Output the value/word after one pattern has been found in string in variable (grep, awk, sed, pearl etc) - bash

I have a program that prints data into the console like so (separated by space):
variable1 value1
variable2 value2
variable3 value3
varialbe4 value4
EDIT: Actually the output can look like this:
data[variable1]: value1
pre[variable2] value2
variable3: value3
flag[variable4] value4
In the end I want to search for a part of the name e.g. for variable2 or variable3 but only get value2 or value3 as output.
EDIT: This single value should then be stored in a variable for further processing within the bash script.
I first tried to put all the console output into a file and process it from there with e.g.
# value3_var="$(grep "variable3" file.log | cut -d " " -f2)"
This works fine but is too slow.
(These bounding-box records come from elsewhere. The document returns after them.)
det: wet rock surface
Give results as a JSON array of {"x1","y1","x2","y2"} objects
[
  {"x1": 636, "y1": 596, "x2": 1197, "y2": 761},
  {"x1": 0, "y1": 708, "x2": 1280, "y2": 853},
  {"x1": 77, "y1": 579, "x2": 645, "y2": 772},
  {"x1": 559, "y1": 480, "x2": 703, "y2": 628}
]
I need to process ~20 of these variables per run and this takes ~1-2 seconds on my system. Also I need to do this for ~500 runs. EDIT: I actually do not need to automatically process all of the ~20 'searches' automatically with one call of e.g. awk. If there is a way to do it automaticaly, it's fine, but ~20 calls in the bash script are fine here too.
Therefore I thought about putting the console output directly into a variable to remove the slow file access. But this will then eliminate the newline characters which then again makes it more complicated to process:
# console_output=$(./programm_call)
# echo $console_output
variable1 value1 variable2 value2 variable3 value3 varialbe4 value4
EDIT: IT actually looks like this:
# console_output=$(./programm_call)
# echo $console_output
data[variable1]: value1 pre[variable2] value2 variable3: value3 flag[variable4] value4
I found a solution for this kind of string arangement, but these seem only to work with a text file. At least I was not able to use the string stored in $console_output with these examples
How to print the next word after a found pattern with grep,sed and awk?
So, how can I output the next word after a found pattern, when providing a (long) string as variable?
PS: grep on my system does not know the parameter -P...

I'd suggest to use awk:
$ cat ip.txt
data[variable1]: value1
pre[variable2] value2
variable3: value3
flag[variable4] value4
$ cat var_list
variable1
variable3
$ awk 'NR==FNR{a[$1]; next}
{for(k in a) if(index($1, k)) print $2}' var_list ip.txt
value1
value3
To use output of another command as input file, use ./programm_call | awk '...' var_list - where - will indicate stdin as input.
This single value should then be stored in a variable for further processing within the bash script.
If you are doing further text processing, you could do it within awk and thus avoid a possible slower bash loop. See Why is using a shell loop to process text considered bad practice? for details.
Speed up suggestions:
Use LC_ALL=C awk '..' if input is ASCII (Note that as pointed out in comments, this doesn't apply for all cases, so you'll have to test it for your use case)
Use mawk if available, that is usually faster. GNU awk may still be faster for some cases, so again, you'll have to test it for your use case
Use ripgrep, which is usually faster than other grep programs.
$ ./programm_call | rg -No -m1 'variable1\S*\s+(\S+)' -r '$1'
value1
$ ./programm_call | rg -No -m1 'variable3\S*\s+(\S+)' -r '$1'
value3
Here, -o option is used to get only the matched portion. -r is used to get only the required text by replacing the matched portion with the value from the capture group. -m1 option is used to stop searching input once the first match is found. -N is used to disable line number prefix.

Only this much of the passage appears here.